Parmi les éditeurs de moyenne ou grande taille (les acteurs low cost s'adressant qu'aux débutants, sur de faibles volumes), deux visions coexistent: le modèle "standalone", permettant de gérer la marketplace de la gestion de commande jusqu'à l'envoi des marchandises, et le système par briques indépendantes, en complément d'un développement en interne ou intégré à un écosystème. Un opérateur parallèlement e-commerçant traditionnel peut ainsi créer son outil front office. L'éditeur Izberg, propriété du groupe Open depuis 2018, propose cinq modules: outil de gestion des vendeurs, gestion des catalogues, gestion des commandes, gestion financière et dashboard de reporting. "Notre différence majeure par rapport à des outils tels que Wizaplace est notre technologie full API, capable de s'interfacer avec tous les systèmes existants, à l'image de Magento, tous les modules périphériques à la gestion, comme les PSP, les PIM et les agrégateurs de flux", explique Thierry Dufresne, VP sales et marketing d'Izberg. L'éditeur Saas, dont la solution gère plusieurs milliers de marchands et plusieurs millions de produits, compte parmi ses clients Veepee, Alstom (via une plateforme B to B), Suez, Total et Aéroports de Paris.

Le leader du marché, Mirakl (dont la solution est également en full API), fort de 300 clients au sein de 40 pays, dont Carrefour, Galeries Lafayette, Leroy Merlin, Toyota, met en avant sa robustesse: "Tous nos clients combinés rassemblent 40000 vendeurs, affirme Luca Cassina, EVP Customer Success-EMEA de Mirakl. Durant le Black Friday, nous avons totalisé 160 millions de chiffre d'affaires et n'avons été confrontés à aucune latence." Depuis 2019, le hub Mirakl Connect offre une plateforme sur laquelle les vendeurs peuvent s'enregistrer directement afin de se proposer aux opérateurs (propriétaires des différentes marketplaces), une marketplace des marketplaces, en quelque sorte. La?particularité de Mirakl tient à son offre uniquement back office. La solution s'adresse donc en priorité aux e-commerçants d'envergure, déjà en possession d'une plateforme front office opérationnelle.

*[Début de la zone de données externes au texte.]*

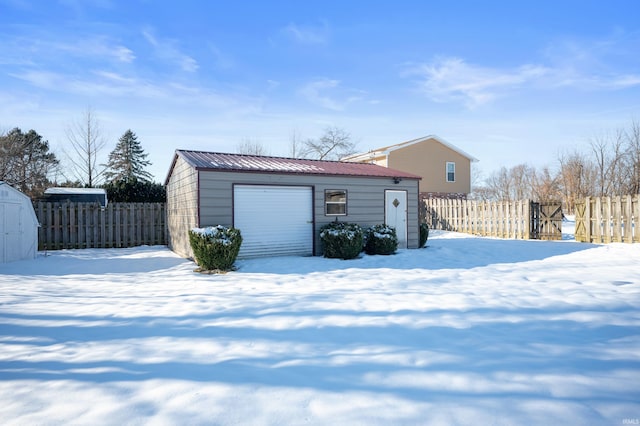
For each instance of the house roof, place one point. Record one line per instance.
(384, 151)
(215, 161)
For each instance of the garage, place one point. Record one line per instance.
(274, 220)
(280, 204)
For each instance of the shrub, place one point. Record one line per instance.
(215, 247)
(381, 239)
(341, 240)
(424, 234)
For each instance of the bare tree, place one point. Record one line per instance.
(296, 145)
(609, 162)
(251, 147)
(85, 143)
(545, 186)
(577, 177)
(632, 136)
(334, 144)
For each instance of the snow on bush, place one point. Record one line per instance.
(341, 240)
(215, 247)
(381, 239)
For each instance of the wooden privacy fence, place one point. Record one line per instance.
(87, 225)
(502, 219)
(608, 219)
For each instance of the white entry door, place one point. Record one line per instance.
(395, 212)
(274, 220)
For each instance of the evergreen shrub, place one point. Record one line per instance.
(341, 240)
(381, 239)
(215, 247)
(424, 234)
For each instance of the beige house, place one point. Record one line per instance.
(444, 168)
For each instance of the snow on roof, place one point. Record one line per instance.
(64, 190)
(254, 163)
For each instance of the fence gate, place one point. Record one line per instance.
(581, 223)
(546, 221)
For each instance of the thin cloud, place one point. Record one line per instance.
(113, 85)
(167, 50)
(328, 94)
(308, 34)
(453, 79)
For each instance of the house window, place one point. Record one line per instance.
(451, 172)
(335, 202)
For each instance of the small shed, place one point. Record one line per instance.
(18, 225)
(279, 204)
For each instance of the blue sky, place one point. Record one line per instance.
(508, 82)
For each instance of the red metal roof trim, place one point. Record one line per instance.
(203, 160)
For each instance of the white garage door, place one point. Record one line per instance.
(273, 220)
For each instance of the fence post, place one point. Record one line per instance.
(636, 218)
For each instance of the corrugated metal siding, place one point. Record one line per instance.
(365, 198)
(182, 206)
(274, 220)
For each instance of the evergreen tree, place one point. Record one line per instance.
(127, 160)
(26, 162)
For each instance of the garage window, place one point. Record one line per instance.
(335, 202)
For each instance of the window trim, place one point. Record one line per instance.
(327, 203)
(453, 172)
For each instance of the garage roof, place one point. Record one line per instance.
(214, 161)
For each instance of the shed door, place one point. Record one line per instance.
(274, 220)
(10, 232)
(395, 214)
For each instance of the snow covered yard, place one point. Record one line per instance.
(466, 331)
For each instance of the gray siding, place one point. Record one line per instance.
(182, 206)
(365, 199)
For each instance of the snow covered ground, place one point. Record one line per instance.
(466, 331)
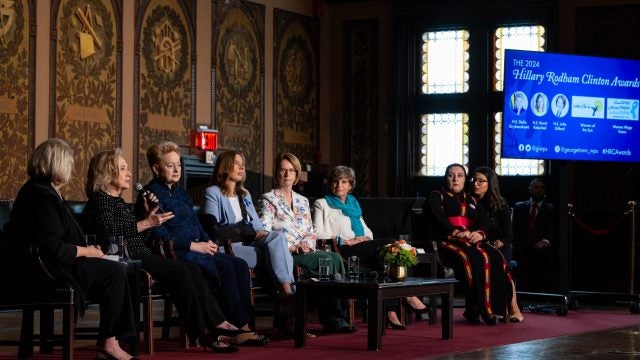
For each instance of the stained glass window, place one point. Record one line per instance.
(445, 62)
(444, 140)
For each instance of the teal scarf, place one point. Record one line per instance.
(351, 209)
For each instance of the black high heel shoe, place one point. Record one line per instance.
(212, 341)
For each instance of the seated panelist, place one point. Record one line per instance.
(338, 215)
(106, 214)
(41, 217)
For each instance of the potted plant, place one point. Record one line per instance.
(398, 256)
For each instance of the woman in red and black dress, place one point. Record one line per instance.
(459, 224)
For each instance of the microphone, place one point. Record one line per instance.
(147, 195)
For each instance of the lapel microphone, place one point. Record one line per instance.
(147, 195)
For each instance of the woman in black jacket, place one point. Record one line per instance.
(41, 217)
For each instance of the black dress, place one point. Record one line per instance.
(480, 268)
(106, 215)
(41, 217)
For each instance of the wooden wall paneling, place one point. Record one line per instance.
(86, 76)
(164, 92)
(17, 92)
(361, 103)
(238, 83)
(296, 84)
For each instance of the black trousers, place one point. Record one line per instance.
(196, 305)
(105, 282)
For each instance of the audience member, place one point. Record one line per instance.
(41, 217)
(460, 226)
(229, 213)
(486, 188)
(229, 275)
(106, 214)
(534, 229)
(338, 215)
(284, 209)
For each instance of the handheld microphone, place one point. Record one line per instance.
(147, 195)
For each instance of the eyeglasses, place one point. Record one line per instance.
(479, 181)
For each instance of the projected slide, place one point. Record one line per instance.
(569, 107)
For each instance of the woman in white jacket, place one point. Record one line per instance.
(338, 215)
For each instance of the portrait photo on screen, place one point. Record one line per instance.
(560, 105)
(519, 103)
(570, 107)
(539, 104)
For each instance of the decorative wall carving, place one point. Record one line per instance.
(361, 108)
(238, 69)
(296, 84)
(86, 73)
(165, 79)
(17, 68)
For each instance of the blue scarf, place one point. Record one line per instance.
(350, 209)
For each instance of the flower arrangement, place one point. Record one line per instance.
(399, 253)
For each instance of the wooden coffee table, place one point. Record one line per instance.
(375, 292)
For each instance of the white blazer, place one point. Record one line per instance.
(330, 222)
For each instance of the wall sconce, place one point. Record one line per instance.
(206, 140)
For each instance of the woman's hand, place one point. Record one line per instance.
(154, 219)
(355, 240)
(89, 251)
(209, 247)
(475, 237)
(302, 248)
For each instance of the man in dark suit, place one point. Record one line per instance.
(533, 232)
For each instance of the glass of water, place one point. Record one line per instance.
(324, 269)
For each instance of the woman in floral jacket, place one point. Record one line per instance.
(284, 209)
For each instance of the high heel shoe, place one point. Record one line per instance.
(489, 320)
(251, 339)
(212, 341)
(103, 355)
(418, 312)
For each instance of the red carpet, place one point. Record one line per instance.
(418, 341)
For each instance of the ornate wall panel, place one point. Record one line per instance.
(86, 81)
(361, 106)
(296, 84)
(17, 68)
(238, 70)
(165, 78)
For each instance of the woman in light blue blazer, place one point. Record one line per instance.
(228, 203)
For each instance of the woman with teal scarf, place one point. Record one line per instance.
(338, 215)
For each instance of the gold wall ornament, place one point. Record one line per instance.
(167, 44)
(7, 18)
(238, 70)
(87, 88)
(164, 78)
(296, 95)
(87, 36)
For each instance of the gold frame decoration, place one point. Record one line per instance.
(86, 80)
(17, 78)
(165, 78)
(238, 72)
(296, 84)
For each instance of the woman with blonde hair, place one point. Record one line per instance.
(41, 217)
(286, 210)
(227, 206)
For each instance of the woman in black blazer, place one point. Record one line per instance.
(41, 217)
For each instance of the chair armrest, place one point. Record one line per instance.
(333, 245)
(228, 249)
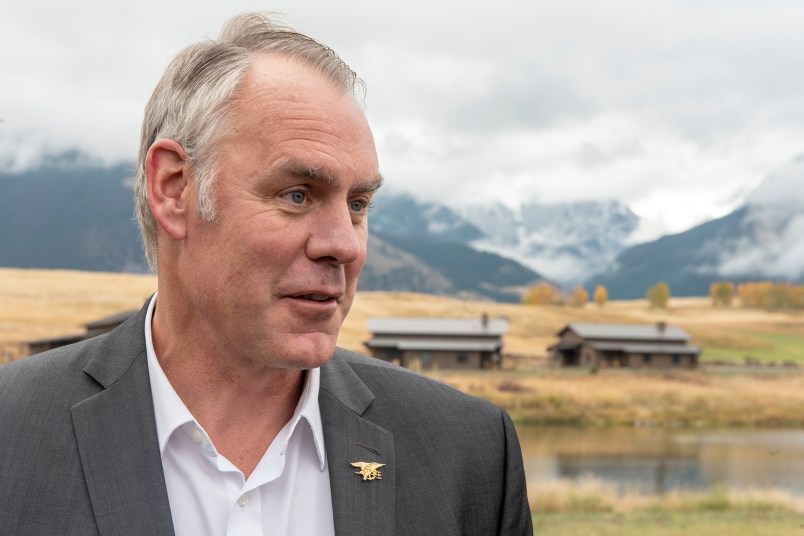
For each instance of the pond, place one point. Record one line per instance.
(658, 460)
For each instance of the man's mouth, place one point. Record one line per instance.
(316, 297)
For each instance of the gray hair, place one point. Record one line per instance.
(192, 102)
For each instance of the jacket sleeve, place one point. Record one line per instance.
(515, 519)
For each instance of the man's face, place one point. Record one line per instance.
(273, 277)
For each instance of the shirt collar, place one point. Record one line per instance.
(171, 412)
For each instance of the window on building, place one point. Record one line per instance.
(426, 358)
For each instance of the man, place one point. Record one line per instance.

Enfin, Wizaplace, fondé en 2012, mise sur une solution standalone composée de trois briques: back office dédié à l'opérateur, back office destiné aux vendeurs et front office pour les consommateurs. "Les deux tiers de nos clients optent pour les trois modules, un tiers connecte son application front à nos API", indique Eric Alessandri, CEO de Wizaplace. Parmi ce dernier tiers figurent des front offices gérés par Magento, Prestashop, Salesforce Cloud Commerce ou des solutions personnalisées (c'est le cas d'Engie). L'éditeur, lequel compte parmi ses clients Cash Converters, le Club Avantage de la Macif, l'enseigne de jardinerie Villa Verde, BNP Paribas, est compatible avec des agrégateurs de flux tels que Lengow, Iziflux, Shoppingfeed ou BeezUP, les solutions de merchandising Predigo ou Netwave et les PSP Hipay, Stripe et Natixis Payment. Par ailleurs, Wizaplace offre une volumétrie de vendeurs et de produits importante, à l'image de Mirakl: "Nous avons récupéré des marketplaces après qu'elles ont abonné leur solution pour des problèmes de volumétrie, à l'instar de Macif", se réjouit Eric Alessandri. La marketplace la plus importante parmi les clients de Wizaplace atteint 50000 vendeurs professionnels (le chiffre grimpe à 900000 pour des vendeurs particuliers).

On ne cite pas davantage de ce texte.